You can get information mainly from the Internet. That was the case before 2019, but the pandemic has accelerated development. The JIM study published annually by the Media Education Research Association Southwest on the media usage behavior of 12 to 19 year-olds shows that in the pandemic year 2020 they basically spent more time on the Internet, as well as a "clear plus" when searching for digital information. According to the Shell study, they most often look for information on news sites. The online offers used are no longer limited to the portals of traditional journalistic providers. Even more, "Internet and social media have overtaken traditional media," state the authors of the Shell study.Almost two thirds of those surveyed for the JIM 2020 study also state that they use YouTube as a source of information.

For comparison: only a quarter use the online offers of newspapers, and thus just as many as those who search for news on political topics on Facebook and Twitter.

The Reuters Institute Digital News Report 2021 on news usage in international comparison also comes to the result that more than half of the 18 to 24-year-old Germans received news on social media.

Studies by the Vodafone Foundation ("Everything on the screen? How young people in Germany get information on political issues") and the "Use The News" project initiated by dpa and the Hamburg Authority for Culture and Media come to similar results.

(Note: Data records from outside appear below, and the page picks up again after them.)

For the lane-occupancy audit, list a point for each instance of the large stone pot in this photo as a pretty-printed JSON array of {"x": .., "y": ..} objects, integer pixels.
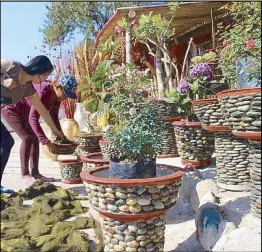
[
  {"x": 242, "y": 109},
  {"x": 232, "y": 162},
  {"x": 209, "y": 112},
  {"x": 194, "y": 144},
  {"x": 88, "y": 143},
  {"x": 132, "y": 210},
  {"x": 255, "y": 172}
]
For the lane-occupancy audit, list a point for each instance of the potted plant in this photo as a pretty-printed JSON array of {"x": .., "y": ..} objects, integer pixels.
[
  {"x": 131, "y": 200},
  {"x": 242, "y": 107},
  {"x": 136, "y": 145},
  {"x": 195, "y": 145}
]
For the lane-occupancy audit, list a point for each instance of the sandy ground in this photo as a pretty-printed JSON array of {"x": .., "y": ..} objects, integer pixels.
[{"x": 180, "y": 228}]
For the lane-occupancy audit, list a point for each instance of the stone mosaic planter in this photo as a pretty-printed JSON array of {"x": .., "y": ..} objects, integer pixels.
[
  {"x": 132, "y": 210},
  {"x": 209, "y": 112},
  {"x": 87, "y": 143},
  {"x": 232, "y": 162},
  {"x": 194, "y": 144},
  {"x": 169, "y": 148},
  {"x": 70, "y": 171},
  {"x": 255, "y": 172},
  {"x": 107, "y": 151},
  {"x": 165, "y": 109},
  {"x": 93, "y": 160},
  {"x": 242, "y": 109}
]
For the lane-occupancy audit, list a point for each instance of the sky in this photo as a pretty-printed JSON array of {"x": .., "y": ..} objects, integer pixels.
[{"x": 20, "y": 35}]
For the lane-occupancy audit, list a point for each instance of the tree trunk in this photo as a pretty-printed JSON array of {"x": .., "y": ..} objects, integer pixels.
[
  {"x": 159, "y": 72},
  {"x": 129, "y": 58}
]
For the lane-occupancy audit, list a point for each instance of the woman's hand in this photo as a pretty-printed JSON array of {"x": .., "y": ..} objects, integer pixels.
[
  {"x": 9, "y": 83},
  {"x": 59, "y": 136},
  {"x": 55, "y": 149}
]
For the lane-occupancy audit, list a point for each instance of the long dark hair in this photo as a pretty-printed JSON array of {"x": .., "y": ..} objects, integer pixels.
[{"x": 38, "y": 65}]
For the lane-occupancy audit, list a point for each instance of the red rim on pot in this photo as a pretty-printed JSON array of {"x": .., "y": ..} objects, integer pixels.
[
  {"x": 194, "y": 124},
  {"x": 89, "y": 158},
  {"x": 87, "y": 176},
  {"x": 205, "y": 101},
  {"x": 217, "y": 128}
]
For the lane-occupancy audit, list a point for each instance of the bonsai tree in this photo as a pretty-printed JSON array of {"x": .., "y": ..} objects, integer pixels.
[{"x": 136, "y": 144}]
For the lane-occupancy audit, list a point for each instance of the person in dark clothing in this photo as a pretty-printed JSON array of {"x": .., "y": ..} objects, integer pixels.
[
  {"x": 16, "y": 84},
  {"x": 24, "y": 120}
]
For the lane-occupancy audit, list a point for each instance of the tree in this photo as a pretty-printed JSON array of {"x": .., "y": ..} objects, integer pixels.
[
  {"x": 156, "y": 33},
  {"x": 64, "y": 18}
]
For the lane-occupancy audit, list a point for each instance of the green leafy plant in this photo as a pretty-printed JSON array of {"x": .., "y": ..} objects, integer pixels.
[
  {"x": 140, "y": 138},
  {"x": 242, "y": 39}
]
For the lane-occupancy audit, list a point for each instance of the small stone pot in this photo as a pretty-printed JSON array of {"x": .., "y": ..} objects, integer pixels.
[
  {"x": 70, "y": 171},
  {"x": 194, "y": 144},
  {"x": 143, "y": 169},
  {"x": 209, "y": 112},
  {"x": 93, "y": 160},
  {"x": 242, "y": 109}
]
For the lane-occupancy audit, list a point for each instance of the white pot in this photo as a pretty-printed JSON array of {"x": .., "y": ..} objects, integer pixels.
[{"x": 80, "y": 116}]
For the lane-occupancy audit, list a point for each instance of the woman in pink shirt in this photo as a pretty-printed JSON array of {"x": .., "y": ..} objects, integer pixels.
[{"x": 24, "y": 119}]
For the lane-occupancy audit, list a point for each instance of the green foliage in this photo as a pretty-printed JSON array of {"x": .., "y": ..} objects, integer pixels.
[
  {"x": 141, "y": 137},
  {"x": 241, "y": 40},
  {"x": 183, "y": 101},
  {"x": 154, "y": 28}
]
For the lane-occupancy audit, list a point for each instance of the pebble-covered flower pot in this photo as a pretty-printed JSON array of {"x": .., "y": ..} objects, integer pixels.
[
  {"x": 70, "y": 171},
  {"x": 93, "y": 160},
  {"x": 132, "y": 210},
  {"x": 255, "y": 172},
  {"x": 88, "y": 143},
  {"x": 165, "y": 108},
  {"x": 242, "y": 109},
  {"x": 194, "y": 144},
  {"x": 232, "y": 162},
  {"x": 209, "y": 112},
  {"x": 106, "y": 149}
]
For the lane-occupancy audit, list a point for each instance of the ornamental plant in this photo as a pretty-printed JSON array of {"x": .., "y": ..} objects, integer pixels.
[
  {"x": 140, "y": 138},
  {"x": 200, "y": 75},
  {"x": 242, "y": 39}
]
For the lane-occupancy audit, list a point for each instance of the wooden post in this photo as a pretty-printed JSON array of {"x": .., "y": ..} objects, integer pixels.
[{"x": 213, "y": 30}]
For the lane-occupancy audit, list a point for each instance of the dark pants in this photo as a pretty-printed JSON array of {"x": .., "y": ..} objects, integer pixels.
[
  {"x": 29, "y": 150},
  {"x": 7, "y": 142}
]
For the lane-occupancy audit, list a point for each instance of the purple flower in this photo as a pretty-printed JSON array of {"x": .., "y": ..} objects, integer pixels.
[
  {"x": 183, "y": 87},
  {"x": 201, "y": 70}
]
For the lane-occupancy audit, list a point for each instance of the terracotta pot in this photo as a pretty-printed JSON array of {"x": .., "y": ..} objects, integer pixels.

A well-known example is the Youtuber Rezo

However, it remains partly unclear what it means to get news and information from social media. When young people subscribe to the Facebook pages of national daily newspapers or the Youtube channel of the Tagesschau, they continue to use journalistically curated information, they only record it in other formats.

The situation is different with content that influencers or other public figures share and in which they sometimes explicitly take a position on political and ideological issues.

A well-known example is the Youtuber Rezo.

Its video "The Destruction of the CDU" undermined the dividing lines between journalistically processed information, entertainment and political agenda and, after its publication, sparked a debate about the nature and limits of journalistic work.